A curt yet deft squeeze of the bottle on her part followed by the sink filled with water; the temperature of which would melt the top layer of the epidermis from your very hands, was all that was needed. Not on my mother’s watch was I allowed to create a foam party in the sink for Barbie and her housemates from the Dream House at the expense of the precious Fairy.

I’m pretty sure that throughout the country, one bottle of that oozing, green, treacle like liquid, was purchased at the beginning of the year; and not replaced until around December when reserves were drafted in to cope with the heavy duty demands of the festive period. If you were lucky enough to have Mass, The Stations, said in the house (we had only the one incident of same as there was a bit of a hullabaloo over the ‘notions’ dressed salmon; a continued stalwart in my mother’s buffet), then your chances were increased at securing the pale, yellow, empty vessel.

It took months before that bottle was handed to me with a knowing, ‘See? I told you if you had patience...’ nod. The How Do You Do? crafting world was now my oyster and I was gripped by a feverish and manic need to incorporate my precious bounty into a project immediately in the event my mother would renege on her decision and slice the plastic open in order to rescue any remaining residue with the spatula!
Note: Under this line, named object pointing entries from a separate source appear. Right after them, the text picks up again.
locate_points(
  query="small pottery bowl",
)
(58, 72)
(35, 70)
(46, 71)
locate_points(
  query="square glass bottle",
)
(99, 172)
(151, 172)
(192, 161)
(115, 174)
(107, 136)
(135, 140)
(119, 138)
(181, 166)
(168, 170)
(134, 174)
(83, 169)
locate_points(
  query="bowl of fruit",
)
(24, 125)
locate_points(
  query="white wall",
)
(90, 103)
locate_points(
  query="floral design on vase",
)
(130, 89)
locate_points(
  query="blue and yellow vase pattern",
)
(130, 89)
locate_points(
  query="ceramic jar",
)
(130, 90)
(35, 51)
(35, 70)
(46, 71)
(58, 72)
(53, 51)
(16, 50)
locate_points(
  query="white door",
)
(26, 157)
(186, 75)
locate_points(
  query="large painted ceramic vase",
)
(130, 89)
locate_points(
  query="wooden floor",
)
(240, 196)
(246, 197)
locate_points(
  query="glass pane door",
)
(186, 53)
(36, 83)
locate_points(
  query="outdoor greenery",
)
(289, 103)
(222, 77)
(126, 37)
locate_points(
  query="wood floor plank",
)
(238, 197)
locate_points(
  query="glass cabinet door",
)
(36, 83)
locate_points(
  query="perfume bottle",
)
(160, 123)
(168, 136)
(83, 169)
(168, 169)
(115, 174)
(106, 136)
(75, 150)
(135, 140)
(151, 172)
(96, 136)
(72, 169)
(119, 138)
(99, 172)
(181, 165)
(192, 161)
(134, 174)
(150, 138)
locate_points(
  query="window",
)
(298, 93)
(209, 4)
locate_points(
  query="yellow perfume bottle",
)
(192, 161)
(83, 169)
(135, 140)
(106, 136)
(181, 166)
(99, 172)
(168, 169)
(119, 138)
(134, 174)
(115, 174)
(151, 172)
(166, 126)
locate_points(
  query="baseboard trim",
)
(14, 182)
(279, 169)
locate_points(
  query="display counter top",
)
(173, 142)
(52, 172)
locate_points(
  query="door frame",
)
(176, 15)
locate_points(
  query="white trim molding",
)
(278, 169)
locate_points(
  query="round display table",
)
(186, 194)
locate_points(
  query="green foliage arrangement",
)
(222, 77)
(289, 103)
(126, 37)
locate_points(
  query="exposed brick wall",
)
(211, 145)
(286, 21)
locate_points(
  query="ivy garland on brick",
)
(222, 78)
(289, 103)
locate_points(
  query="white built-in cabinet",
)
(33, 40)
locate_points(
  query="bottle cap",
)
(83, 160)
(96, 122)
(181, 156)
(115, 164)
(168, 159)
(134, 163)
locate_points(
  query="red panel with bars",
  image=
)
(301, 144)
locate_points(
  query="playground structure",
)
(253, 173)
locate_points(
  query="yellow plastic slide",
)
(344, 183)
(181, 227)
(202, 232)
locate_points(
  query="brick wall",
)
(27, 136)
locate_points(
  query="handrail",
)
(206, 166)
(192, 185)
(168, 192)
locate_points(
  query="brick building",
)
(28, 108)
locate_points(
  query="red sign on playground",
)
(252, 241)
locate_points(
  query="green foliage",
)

Fast forward many years and the prospect of getting to grips with glitter induces dry heaving on my part. As does the notion of having patience. Because, know this; once glitter enters your house… it never leaves. One of the low points of my adult life came when I had to cut playdoh from an expensive and equally beautiful sheepskin rug. The result of which left the rug looking as if drunk ferrets had been handed scissors and given free rein on a makeover. I now have one child who balks at even the mention of ‘colouring in’ but another who covets empty containers for certain ‘projects’ with the same mania that I did all those years ago. So now, I must pass on those hard-learned lessons…

“Muuuuuum?!! I need a washing up bottle for school by tomorrow!”

“Well dear heart, you’re just going to have to tell your teacher that you can’t bring one in until Friday as this is nowhere near finished yet…”.

As a wise, diminutive, green character once said, “Patience you must have my young Padawan”.